|- Burgundy -
Domaine de la Romanée Conti, Comte Georges de Vogüé, Georges Roumier
Domaine de la Romanée Conti
In 1232, the Abbey of Saint Vivant in Vosne acquired 1.8 hectares of vineyard. In 1631 it was
bought by the de Croonembourg family, who renamed it Romanée for reasons unknown. At the
same time they acquired the adjacent vineyeard of La Tâche. In 1760, André de Croonembourg
decided to sell the domaine and it became the subject of a bidding war between Madame de
Pompadour, mistress of Louis XV of France, and her bitter enemy Louis François Ier de Bourbon,
prince de Conti. The prince won, paying the massive sum of 8000 livres, and the vineyard
became known as Romanée-Conti. But come the Revolution, the prince's land was seized and
auctioned off. The Romanée-Conti vineyard was bought by Nicolas Defer de la Nouerre, who in
1819 sold it to Julien Ouvrard for 78,000 francs. In 1869 it was bought by Jacques-Marie Duvault-
Blochet, who went on to build the domaine we know today with the acquisition of the holdings
in Échezeaux, Grands Échezeaux and Richebourg. The 9.43 hectares of Romanée Saint-Vivant
were bought in 1791 by Nicolas-Joseph Marey, son-in-law of the geometrist Gaspard Monge. The
Marey-Monge family sold off part of their holdings to the Latour family in 1898, leased the
remaining 5.28 hectares to Domaine de la Romanée-Conti in 1966, and finally sold to the
domaine in 1988. This last deal was financed by the sale and leaseback of the domaine's
holdings in Échezeaux and some in Grands Échezeaux. As one of Napoleon's generals, Louis
Liger-Belair was well-placed to acquire good vineyards. And from 1815 this he did - with his son
Louis-Charles, he amassed 40 hectares of prime land, including all of La Tâche. By 1933 this had
declined to 24 hectares and family squabbles over an inheritance led to the Liger-Belair's sale of
La Tâche to the domaine. The domaine already owned 4 hectares of the adjacent Les
Gaudichots vineyard from the Duvault-Blochet days, and after much legal wrangling in 1936 this
and La Tâche, were combined into a single Grand cru monopole of La Tâche.

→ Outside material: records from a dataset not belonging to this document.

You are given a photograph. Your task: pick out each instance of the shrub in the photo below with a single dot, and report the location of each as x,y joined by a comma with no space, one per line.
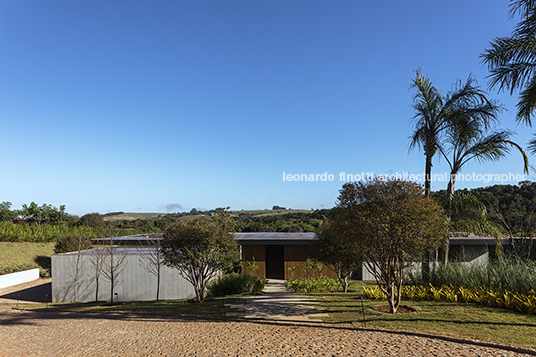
72,243
313,285
508,273
236,284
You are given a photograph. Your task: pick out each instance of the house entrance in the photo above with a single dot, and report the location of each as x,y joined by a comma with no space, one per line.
275,262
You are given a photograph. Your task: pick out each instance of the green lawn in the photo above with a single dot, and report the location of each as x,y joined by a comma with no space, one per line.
25,255
211,307
440,318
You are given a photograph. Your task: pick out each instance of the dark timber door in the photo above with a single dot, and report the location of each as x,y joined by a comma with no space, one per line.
275,262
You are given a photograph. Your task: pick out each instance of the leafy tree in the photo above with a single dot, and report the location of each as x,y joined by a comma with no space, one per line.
512,60
393,224
435,113
199,249
113,265
33,213
333,247
153,260
6,214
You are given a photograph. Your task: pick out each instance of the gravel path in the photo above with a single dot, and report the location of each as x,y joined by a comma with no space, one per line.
27,333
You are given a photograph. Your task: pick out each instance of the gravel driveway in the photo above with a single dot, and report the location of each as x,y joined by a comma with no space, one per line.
27,333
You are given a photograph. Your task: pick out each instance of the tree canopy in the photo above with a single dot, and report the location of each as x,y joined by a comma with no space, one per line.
199,249
394,224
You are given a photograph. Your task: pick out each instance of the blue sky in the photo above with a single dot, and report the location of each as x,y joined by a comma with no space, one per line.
138,105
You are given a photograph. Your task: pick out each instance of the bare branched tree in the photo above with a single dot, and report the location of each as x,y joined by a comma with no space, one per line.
153,260
97,261
114,264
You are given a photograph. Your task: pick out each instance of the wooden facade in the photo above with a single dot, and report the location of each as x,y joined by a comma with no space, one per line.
278,258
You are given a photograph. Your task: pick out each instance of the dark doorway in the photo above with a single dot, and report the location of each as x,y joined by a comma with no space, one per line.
275,262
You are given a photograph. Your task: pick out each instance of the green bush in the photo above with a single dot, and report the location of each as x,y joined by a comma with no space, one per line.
72,243
313,285
508,273
236,284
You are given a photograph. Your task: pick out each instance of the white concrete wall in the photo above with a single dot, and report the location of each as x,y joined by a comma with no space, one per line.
135,283
18,277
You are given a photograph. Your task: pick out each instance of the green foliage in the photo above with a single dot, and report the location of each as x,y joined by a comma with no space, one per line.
322,283
20,267
11,232
236,284
393,224
199,249
72,243
44,214
524,303
339,250
507,273
511,60
93,220
6,214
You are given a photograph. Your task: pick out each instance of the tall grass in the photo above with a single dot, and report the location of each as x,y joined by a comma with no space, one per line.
11,232
507,273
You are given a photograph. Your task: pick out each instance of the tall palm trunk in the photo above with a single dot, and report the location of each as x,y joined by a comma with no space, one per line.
428,176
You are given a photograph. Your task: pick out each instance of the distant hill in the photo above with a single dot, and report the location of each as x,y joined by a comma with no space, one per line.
152,216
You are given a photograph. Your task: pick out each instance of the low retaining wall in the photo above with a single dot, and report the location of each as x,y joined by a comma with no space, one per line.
18,278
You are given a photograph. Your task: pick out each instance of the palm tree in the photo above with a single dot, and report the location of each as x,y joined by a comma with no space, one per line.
512,60
435,113
467,139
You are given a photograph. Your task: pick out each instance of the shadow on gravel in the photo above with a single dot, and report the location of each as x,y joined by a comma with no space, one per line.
39,293
35,317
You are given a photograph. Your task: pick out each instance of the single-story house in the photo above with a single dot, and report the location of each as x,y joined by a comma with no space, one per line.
133,277
276,255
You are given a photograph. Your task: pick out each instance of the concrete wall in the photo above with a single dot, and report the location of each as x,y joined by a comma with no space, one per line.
18,278
135,283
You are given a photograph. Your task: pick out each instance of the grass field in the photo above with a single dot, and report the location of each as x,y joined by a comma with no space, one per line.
153,215
439,318
468,321
211,307
25,255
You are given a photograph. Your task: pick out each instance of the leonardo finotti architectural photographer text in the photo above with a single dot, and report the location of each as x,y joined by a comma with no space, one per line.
442,177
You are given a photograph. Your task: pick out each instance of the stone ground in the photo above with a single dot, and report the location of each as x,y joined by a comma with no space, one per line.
27,333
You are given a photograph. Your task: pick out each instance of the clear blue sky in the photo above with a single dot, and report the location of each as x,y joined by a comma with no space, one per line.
141,105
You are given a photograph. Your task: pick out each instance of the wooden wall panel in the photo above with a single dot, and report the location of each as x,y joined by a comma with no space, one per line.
258,252
294,256
297,254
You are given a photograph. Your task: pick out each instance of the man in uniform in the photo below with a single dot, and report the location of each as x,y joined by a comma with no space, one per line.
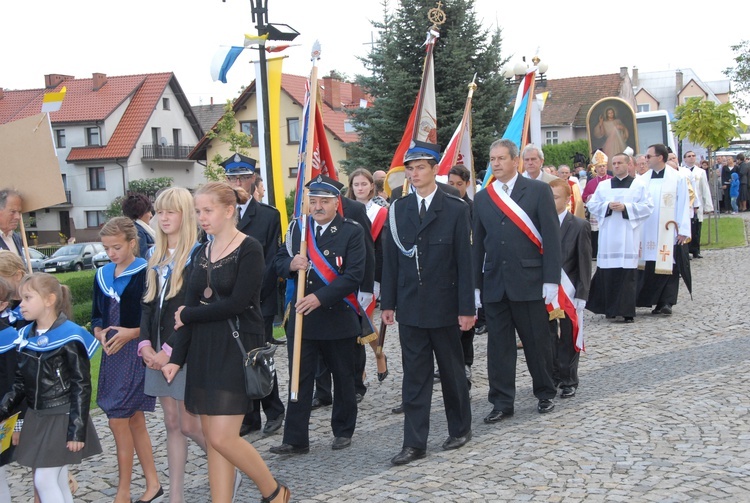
620,205
667,228
427,280
263,223
517,254
336,266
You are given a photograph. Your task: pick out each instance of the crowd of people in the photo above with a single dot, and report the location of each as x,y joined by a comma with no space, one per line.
189,273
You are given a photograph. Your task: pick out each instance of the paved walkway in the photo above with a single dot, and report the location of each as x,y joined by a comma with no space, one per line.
661,415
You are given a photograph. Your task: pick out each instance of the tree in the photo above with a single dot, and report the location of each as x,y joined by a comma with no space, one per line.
395,63
740,75
227,132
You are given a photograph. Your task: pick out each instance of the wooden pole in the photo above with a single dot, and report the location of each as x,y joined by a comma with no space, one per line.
302,275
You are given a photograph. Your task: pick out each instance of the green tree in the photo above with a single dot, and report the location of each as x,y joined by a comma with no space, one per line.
395,63
227,132
740,75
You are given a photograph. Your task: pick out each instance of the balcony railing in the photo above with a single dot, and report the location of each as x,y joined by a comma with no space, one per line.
151,151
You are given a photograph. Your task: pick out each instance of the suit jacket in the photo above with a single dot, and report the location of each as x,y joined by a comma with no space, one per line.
444,287
575,238
356,211
512,264
17,240
398,191
263,222
334,319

Of its flagship wine produced from the Romanée-Conti vineyard, the wine critic Clive Coates has
“The scarcest, most expensive - and frequently the best - wine in the world ...
... This is the purest, most aristocratic and most intense example of Pinot Noir you could possibly
imagine. Not only nectar: a yardstick with which to judge all other Burgundies.”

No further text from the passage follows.